Yaroslavsky remembers listening to a broadcast in 1959. He was 10 and Scully called an exhibition game between the Dodgers and Yankees.
Before the start of the sixth inning, Scully described how the Coliseum went dark and 93,000 fans aired games they had lit in tribute to Roy Campanella, the Brooklyn Dodgers star catcher who was paralyzed in a car accident before spring practice in 1958. the year the team arrived in LA
“I couldn’t tell you five things about 1959,” Yaroslavsky said. “But Vin Scully who calls the candlelight play Roy Campanella is ingrained in my psyche, and that was the year my mother died.”
The rhythm of Scully’s speech and the simplicity of his stories filled silences in homes when explanations were too hard to find and when parents couldn’t find words.
Lakewood resident Mary Alice McLoughlin, a lifelong Dodgers fan, grew up in Wilmington and her father worked for Union Oil. During the summer, the radio or TV was always tuned to the Dodgers, so in 1974, when she was 14 and her mother died of cancer, Scully’s voice – “that Irish tenor with a little New York in it” – was reassuring.
“To have Vinnie on was like, ‘Okay, maybe it’ll be okay,'” she recalls. “Maybe the bottom hasn’t fallen out of the whole world. His voice was so reassuring. It gave me the feeling that it was going to be okay.”
As much as Scully was a historian and journalist – he researched every player, even the umpires – he was also a kind of parent to younger listeners, who thought they were listening to a baseball game but learned about patience and humility, a respect for tradition and an appreciation of statistics and facts.
Don Cardinal, who grew up listening to the Dodgers from his home in Downey in the 1960s, credits Scully for teaching him long division while calculating ERAs and batting averages. But there was more he learned.
He too lost a parent, his father, at a young age and was angry as a teenager. And Scully — in a voice that was calm and authoritative — guided him on some level, passing on wisdom typically shared by older members of a household.
“He wasn’t shy about helping us understand how to behave,” said Cardinal, who especially admired the fact that Scully talked about players from other teams as much as he did Dodgers. “He taught me that it’s okay to care about your team, but not at the expense of the other team, and that it’s more important to appreciate good play than political parties or one’s skin color.”
Scully was also clear with his audience that baseball was just a game, the fun of which comes from seeing what players – all players – can achieve. Never didactic or heavy-handed, he let the storyline evolve from the action and play it right in the middle, no matter how high the stakes or how disappointing the loss.

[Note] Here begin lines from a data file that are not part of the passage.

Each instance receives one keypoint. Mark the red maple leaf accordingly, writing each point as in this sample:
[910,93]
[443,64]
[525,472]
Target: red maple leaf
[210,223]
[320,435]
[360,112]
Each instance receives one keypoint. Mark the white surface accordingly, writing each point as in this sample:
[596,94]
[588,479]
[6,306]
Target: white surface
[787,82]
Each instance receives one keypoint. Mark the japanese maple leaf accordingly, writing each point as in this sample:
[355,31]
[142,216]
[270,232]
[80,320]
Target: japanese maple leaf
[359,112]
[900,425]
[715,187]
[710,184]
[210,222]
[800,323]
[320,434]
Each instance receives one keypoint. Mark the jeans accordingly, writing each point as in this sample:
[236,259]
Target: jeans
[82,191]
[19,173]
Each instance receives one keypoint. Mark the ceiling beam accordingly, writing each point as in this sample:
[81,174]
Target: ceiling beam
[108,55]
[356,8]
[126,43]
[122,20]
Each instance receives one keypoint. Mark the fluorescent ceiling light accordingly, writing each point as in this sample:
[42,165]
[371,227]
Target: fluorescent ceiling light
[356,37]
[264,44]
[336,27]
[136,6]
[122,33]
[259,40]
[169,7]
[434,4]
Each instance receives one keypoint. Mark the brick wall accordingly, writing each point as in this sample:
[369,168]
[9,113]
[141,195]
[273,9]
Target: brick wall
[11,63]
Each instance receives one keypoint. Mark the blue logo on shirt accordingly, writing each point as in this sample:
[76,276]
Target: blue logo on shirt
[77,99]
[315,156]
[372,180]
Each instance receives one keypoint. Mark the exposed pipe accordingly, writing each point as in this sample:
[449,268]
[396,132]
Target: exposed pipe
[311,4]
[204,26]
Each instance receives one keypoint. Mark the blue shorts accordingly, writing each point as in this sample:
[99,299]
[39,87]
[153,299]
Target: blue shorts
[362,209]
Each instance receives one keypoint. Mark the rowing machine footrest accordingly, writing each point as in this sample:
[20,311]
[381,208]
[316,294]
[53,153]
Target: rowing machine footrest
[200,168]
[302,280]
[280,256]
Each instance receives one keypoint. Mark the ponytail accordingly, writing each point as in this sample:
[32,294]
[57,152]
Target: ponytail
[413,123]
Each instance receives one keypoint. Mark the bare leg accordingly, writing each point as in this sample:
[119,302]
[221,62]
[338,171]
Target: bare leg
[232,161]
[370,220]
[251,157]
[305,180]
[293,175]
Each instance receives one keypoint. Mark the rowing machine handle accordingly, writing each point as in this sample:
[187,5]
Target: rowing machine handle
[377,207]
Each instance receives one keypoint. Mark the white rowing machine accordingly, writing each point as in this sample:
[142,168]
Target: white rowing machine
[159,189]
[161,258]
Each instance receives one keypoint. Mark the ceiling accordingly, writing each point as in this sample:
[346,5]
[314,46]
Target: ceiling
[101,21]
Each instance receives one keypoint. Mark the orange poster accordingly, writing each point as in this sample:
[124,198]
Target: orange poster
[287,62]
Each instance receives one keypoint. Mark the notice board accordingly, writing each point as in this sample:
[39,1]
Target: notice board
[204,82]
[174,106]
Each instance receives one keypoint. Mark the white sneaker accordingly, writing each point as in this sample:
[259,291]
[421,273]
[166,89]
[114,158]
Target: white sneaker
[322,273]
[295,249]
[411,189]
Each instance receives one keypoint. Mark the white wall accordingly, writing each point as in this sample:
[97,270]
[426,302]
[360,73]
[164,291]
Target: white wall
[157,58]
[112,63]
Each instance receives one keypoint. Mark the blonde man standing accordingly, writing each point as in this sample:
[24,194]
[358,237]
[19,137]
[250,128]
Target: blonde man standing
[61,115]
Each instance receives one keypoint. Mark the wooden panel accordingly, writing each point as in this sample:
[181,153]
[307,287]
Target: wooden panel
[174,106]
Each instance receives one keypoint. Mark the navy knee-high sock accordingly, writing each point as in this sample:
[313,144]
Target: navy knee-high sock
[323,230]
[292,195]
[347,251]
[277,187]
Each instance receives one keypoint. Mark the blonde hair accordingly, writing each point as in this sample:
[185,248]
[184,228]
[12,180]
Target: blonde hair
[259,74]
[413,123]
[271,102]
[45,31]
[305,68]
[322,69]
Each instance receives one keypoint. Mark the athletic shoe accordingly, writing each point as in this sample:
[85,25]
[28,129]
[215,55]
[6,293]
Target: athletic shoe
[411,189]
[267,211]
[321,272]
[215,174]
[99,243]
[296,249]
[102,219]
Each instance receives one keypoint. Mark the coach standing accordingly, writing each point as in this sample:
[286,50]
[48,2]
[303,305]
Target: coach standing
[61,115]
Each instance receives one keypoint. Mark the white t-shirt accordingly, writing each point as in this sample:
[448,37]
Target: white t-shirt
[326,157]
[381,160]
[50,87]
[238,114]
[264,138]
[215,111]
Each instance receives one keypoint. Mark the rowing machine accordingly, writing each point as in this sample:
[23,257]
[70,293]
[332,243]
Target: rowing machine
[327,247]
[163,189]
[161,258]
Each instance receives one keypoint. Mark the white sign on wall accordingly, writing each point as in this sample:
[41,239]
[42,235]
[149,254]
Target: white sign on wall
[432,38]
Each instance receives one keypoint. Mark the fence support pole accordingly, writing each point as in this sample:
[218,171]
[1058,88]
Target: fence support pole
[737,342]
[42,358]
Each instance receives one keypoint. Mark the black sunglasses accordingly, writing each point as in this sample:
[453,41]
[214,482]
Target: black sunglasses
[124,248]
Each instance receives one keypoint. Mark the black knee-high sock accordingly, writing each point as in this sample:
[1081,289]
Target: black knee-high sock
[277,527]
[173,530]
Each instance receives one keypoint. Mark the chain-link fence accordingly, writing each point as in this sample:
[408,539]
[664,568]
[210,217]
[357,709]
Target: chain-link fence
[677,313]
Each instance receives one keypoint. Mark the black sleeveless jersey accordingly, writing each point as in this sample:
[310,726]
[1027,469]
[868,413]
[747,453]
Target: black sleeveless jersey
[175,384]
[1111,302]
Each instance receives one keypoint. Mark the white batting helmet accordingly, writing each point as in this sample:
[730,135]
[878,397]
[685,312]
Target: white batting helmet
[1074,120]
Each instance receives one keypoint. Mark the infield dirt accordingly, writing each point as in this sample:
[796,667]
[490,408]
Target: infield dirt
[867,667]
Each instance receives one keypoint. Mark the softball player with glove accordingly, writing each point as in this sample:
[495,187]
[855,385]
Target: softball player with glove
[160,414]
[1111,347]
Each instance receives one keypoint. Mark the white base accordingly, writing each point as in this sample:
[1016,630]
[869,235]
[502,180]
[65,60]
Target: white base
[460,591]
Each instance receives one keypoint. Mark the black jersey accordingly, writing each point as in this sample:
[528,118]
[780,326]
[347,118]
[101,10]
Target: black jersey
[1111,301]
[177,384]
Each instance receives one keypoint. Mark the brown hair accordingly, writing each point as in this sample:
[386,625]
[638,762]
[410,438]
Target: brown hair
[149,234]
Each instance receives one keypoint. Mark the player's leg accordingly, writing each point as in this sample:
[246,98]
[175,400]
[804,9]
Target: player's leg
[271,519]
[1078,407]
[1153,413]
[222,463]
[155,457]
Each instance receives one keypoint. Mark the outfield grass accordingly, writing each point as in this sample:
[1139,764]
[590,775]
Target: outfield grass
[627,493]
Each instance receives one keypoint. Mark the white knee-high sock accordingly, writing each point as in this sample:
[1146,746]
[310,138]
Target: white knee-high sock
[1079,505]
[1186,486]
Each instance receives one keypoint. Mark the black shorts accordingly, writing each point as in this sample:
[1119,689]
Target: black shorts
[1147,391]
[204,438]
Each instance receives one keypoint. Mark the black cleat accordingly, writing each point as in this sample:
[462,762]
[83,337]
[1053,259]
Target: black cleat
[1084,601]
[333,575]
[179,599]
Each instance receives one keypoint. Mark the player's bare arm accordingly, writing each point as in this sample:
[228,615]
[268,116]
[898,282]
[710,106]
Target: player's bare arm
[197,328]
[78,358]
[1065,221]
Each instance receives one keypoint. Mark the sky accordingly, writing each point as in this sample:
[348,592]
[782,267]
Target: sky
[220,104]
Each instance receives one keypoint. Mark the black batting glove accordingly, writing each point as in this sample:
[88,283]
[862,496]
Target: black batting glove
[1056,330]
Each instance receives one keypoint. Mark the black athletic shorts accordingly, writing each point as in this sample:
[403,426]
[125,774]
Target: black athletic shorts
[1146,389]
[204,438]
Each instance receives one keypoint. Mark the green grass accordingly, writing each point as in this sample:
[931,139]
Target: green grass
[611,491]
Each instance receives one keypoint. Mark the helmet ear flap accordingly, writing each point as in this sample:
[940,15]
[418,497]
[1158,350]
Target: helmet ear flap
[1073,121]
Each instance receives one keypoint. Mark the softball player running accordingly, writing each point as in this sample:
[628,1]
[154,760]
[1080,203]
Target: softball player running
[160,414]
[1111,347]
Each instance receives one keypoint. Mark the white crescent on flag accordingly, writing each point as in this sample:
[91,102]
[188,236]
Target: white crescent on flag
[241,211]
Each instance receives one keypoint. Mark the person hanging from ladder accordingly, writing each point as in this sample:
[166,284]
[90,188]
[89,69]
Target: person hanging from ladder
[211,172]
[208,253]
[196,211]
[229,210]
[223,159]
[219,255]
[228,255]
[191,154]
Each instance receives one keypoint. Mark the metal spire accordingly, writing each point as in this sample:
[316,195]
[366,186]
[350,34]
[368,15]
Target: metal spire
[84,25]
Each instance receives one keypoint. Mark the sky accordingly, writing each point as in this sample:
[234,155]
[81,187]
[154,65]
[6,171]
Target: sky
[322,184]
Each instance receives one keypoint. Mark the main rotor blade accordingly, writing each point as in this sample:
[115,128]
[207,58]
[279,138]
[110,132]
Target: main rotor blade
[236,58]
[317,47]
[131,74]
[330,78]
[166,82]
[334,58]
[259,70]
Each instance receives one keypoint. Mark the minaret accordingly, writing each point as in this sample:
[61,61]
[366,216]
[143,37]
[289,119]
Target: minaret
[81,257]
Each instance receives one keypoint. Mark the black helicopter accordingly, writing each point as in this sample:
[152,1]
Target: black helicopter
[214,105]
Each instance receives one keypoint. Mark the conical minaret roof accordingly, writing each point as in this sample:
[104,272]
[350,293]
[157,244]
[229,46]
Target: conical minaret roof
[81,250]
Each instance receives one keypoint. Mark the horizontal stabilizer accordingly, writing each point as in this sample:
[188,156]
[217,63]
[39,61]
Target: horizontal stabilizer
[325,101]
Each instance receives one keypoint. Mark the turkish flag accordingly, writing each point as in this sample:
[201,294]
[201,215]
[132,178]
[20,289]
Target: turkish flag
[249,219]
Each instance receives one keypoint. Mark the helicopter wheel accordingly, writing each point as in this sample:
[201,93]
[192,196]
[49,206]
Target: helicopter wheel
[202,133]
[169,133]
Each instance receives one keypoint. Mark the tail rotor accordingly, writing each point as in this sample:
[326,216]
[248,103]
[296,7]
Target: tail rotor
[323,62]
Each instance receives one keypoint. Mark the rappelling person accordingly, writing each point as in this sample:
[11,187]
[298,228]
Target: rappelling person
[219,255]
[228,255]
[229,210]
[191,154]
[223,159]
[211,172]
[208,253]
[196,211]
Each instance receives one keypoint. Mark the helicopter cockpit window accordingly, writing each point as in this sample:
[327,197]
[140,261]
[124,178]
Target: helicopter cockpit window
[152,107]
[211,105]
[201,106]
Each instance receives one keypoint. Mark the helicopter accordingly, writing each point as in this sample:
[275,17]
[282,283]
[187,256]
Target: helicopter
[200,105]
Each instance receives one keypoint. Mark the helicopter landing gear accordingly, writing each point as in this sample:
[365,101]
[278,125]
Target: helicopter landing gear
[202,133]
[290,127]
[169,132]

When he remembered Scully, McLoughlin began to cry. “It’s ridiculous,” she said. “He was 94. We all knew this was coming, but we all hoped it would be later than sooner.”
When explaining the feeling, she paused.
“It’s over,” she said. “It’s as if your childhood – which was, of course, long ago – is now really over.”
And for Angelenos, that means saying goodbye to the man who has touched so many families from generation to generation.